Installed at the heart of Museum Tinguely and presented for the first time in Europe, a series of excavator heads precisely embodies this moment of suspension. A metaphor for human voracity, in the museum context these tools commonly found on building sites become fossils from the future.

In this installation, as in his oeuvre as a whole, Gaillard stresses that construction and destruction are not contradictory concepts. Instead, they are two sides of the same process, closely linked in time. In order to erect new buildings, it is necessary to accept the disappearance of what already exists, be it a landscape, another building or a no-man’sland. The construction of the new always involves the destruction of what went before.

Cyprien Gaillard, Captain Blood’s Moorhen, 2013 78,7 x 94 x 111,8 cm © Cyprien Gaillard; Courtesy Sprüth Magers & Gladstone Gallery

Cyprien Gaillard, Captain Blood’s Moorhen, 2013
78,7 x 94 x 111,8 cm © Cyprien Gaillard; Courtesy Sprüth Magers & Gladstone Gallery

This train of thought is pursued and extended by Sober City (2015), a series of pictures on show in the same room: as a visual counterpoint to the excavator shovels, Polaroid photographs hang on the walls at irregular intervals, in their familiar modest size, forming an urban backdrop. The photographs are double-exposed: views of New York layered over a fragment of amethyst from the city’s Museum of Natural History. As a result of this merging of two motifs via double exposure, the pictures seem to have been taken through a prism. A building, a bus, a sculpture or a tree – the urban components are barely recognizable. Under the viewer’s gaze they seem to crystallize, like in J. G. Ballard’s sci-fi novel The Crystal World where a mysterious phenomenon causes humans, animals and plants to gradually transform into crystalline structures. Thanks to the use of Polaroid paper, a fragile, ephemeral support that fades over time, and the choice of motifs, the Sober Cities mirror the continual (excavator-driven)  metamorphosis of the city in its state of perpetual tension between the preservation of architectural heritage and the construction of new buildings.

KOE (2015) follows a large-format, wall-filling projection of a video showing a swarm of exotic birds above the luxury shopping streets of Düsseldorf.
The winged visitors, ring-necked parakeets originally from Africa and Asia, fly past expensive shops between the modern architecture, beneath them the permanent construction site that is the city centre. The green of their plumage traces anachronistic lines at the heart of a hyperaesthetic world of the city of tomorrow, marked by the luxury brands and ethereal buildings of omnipresent consumerism.

Ring-necked parakeets originally came to these parts as caged birds and have now found new homes in several European cities. Their appealing appearance makes it easy to forget that they are an invasive species that poses a threat to indigenous ecosystems.

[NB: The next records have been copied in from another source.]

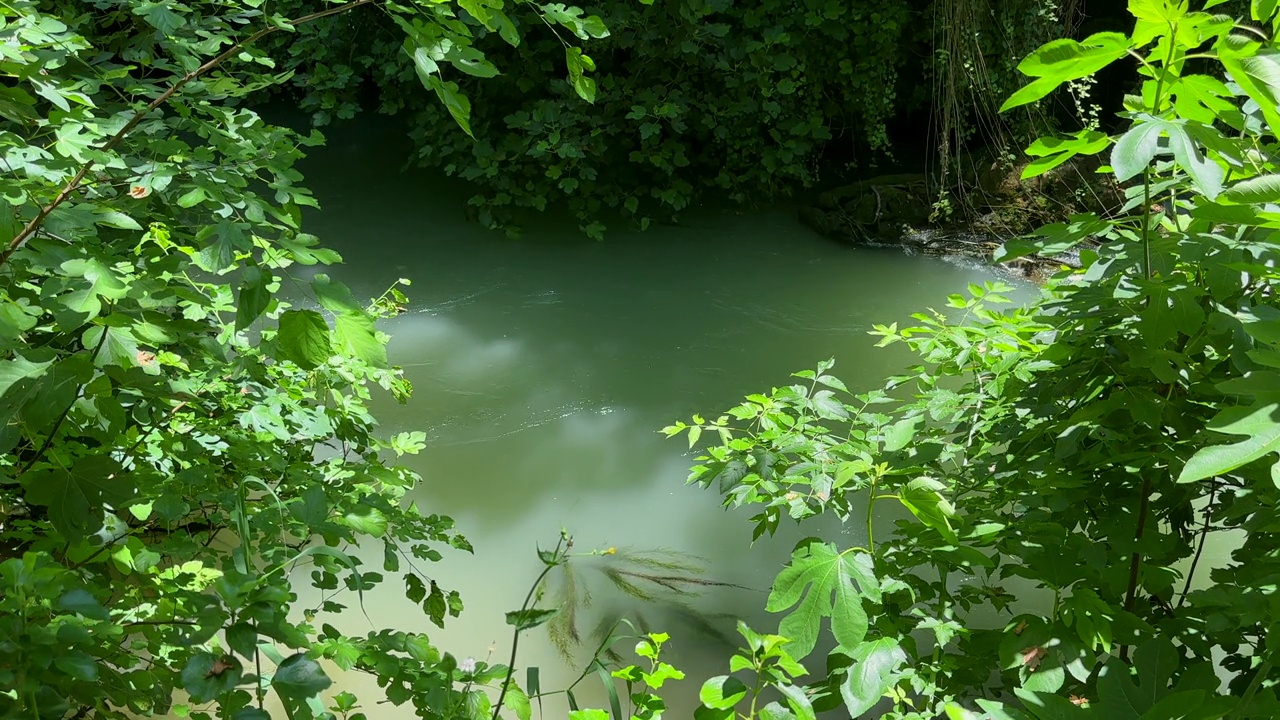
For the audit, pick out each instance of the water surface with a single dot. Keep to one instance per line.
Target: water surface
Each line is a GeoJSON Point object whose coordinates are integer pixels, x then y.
{"type": "Point", "coordinates": [544, 367]}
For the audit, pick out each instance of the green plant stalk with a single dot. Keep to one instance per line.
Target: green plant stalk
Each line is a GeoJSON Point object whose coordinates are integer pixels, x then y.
{"type": "Point", "coordinates": [1255, 686]}
{"type": "Point", "coordinates": [871, 507]}
{"type": "Point", "coordinates": [515, 636]}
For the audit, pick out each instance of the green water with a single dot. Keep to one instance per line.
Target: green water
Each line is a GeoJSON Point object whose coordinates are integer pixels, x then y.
{"type": "Point", "coordinates": [543, 369]}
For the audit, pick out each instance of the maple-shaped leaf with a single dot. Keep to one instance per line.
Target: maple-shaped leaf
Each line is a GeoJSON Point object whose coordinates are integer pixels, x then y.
{"type": "Point", "coordinates": [821, 583]}
{"type": "Point", "coordinates": [1258, 422]}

Nightlife (2015) invites visitors to immerse themselves in a hypnotic, trance-like atmosphere. The 3D-film, a mosaic of scenes with no apparent connection, transports the viewer to a brightly coloured urban night. The footage leads from Auguste Rodin’s sculpture The Thinker outside the Cleveland Museum of Art via a hallucinatory ballet of juniper trees in Los Angeles (another invasive species) and a spectacular firework display
above Berlin’s Olympic Stadium, back to Cleveland to an oak tree presented (as a sapling) to multiple Olympic medal winner Jesse Owens by the Nazis in 1936.

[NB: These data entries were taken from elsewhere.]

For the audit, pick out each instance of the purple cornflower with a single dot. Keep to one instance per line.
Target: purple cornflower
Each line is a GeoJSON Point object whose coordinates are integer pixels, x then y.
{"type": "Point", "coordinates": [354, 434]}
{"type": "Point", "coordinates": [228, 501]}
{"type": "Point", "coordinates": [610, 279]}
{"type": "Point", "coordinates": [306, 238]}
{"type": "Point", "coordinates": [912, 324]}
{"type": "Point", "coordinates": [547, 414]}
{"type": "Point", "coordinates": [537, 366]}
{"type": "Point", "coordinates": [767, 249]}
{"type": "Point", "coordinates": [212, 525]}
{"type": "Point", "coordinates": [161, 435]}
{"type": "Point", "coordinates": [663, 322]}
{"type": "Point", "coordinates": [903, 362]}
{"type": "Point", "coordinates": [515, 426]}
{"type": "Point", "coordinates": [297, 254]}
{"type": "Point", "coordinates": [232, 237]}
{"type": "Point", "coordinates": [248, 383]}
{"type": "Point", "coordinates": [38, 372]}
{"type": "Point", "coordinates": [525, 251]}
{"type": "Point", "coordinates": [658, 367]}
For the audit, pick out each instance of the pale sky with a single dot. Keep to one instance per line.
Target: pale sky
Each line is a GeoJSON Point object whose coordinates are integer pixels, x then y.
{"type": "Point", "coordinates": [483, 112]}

As in the other works in the exhibition, Gaillard creates a new narrative out of disparate, even contrary fragments. In this new narrative, anecdotes mix with history, while city, nature and people coexist in a shared non-linear space-time structure.

 

Cyprien Gaillard shows transformation processes of our living worlds
in intoxicating pictures: on view at Museum Tinguely from 16 February to 5 May 2019.